Sunday, January 19, 2014

The Gentleman; Endangered, But Not Gone


Any woman living in the 21st century can tell you that running into a old time gentleman these days is not the most common thing in the world. In today's society we often times get too caught up in our own little worlds to notice much of what anyone around us is saying or feeling. We often forget our manners in the rush of the our days, and most of us have grown not to expect anyone to use them really. But today, I ran into a young man that has not forgotten what it means to be a gentleman.

My husband and I went to get his hair cut today, and the seating situation was less than plentiful. I often times have a difficult time sitting by strangers due to social anxiety, and though there were two chairs available, they were both between strangers and not near each other. My husband encouraged me to take a seat, but I sheepishly stated that it would be to hard not to sit with him, so I would just stand beside him and wait.
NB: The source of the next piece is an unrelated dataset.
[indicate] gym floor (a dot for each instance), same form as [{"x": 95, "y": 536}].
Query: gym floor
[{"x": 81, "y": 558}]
Without saying a word, a young man picked up his stuff and moved to another chair, leaving two chairs for me and my husband.

It may not seem like much if you are not paying attention, and I doubt that Cesar really thought what he was doing was all that important, but little things like this can and do make a big difference to people like me. Having the car door opened when you get in or out of a car; having someone respect you enough to give up their seat; these things MATTER to us ladies, whether we are "tough" or not. I think sometimes we just get caught up in having to do everything ourselves, that we don't really encourage the men in our lives to be gentleman when they offer. We tell them "I've got it" so much that they stop asking at some point.

But the endangered art of being a gentleman is not lost in our men, as I was able to see in Cesar today. My husband is another proof of this fact. For many years I told him "I've got it" and he did stop asking. This last year, we reached a stalemate with each other and in a moment of anger I exclaimed "you never treat me like a lady anymore. You don't open doors, you don't hold my hand and it sucks." His face looked like a brick just hit him in the head. When he finally spoke he said in a very befuddled tone, "you always told me that "you had it" when I tried to open doors or carry things, so I guess after a while I just started acting like you did. If you want me to be a gentleman, you have to say thank you when I offer my hand of service, not "I've got it". Humbled. Point Chaz.

Gentleman are still among us ladies. And I am so grateful for the opportunity to see this in action today with Cesar. So remember to allow them to do what they do best, and be aware that though they are not as common as days of old, they are still around, and still trying to do their dues. Lets give them a verbal thanks, a hug if applicable, and make sure they know that we appreciate them. Thanks Gents!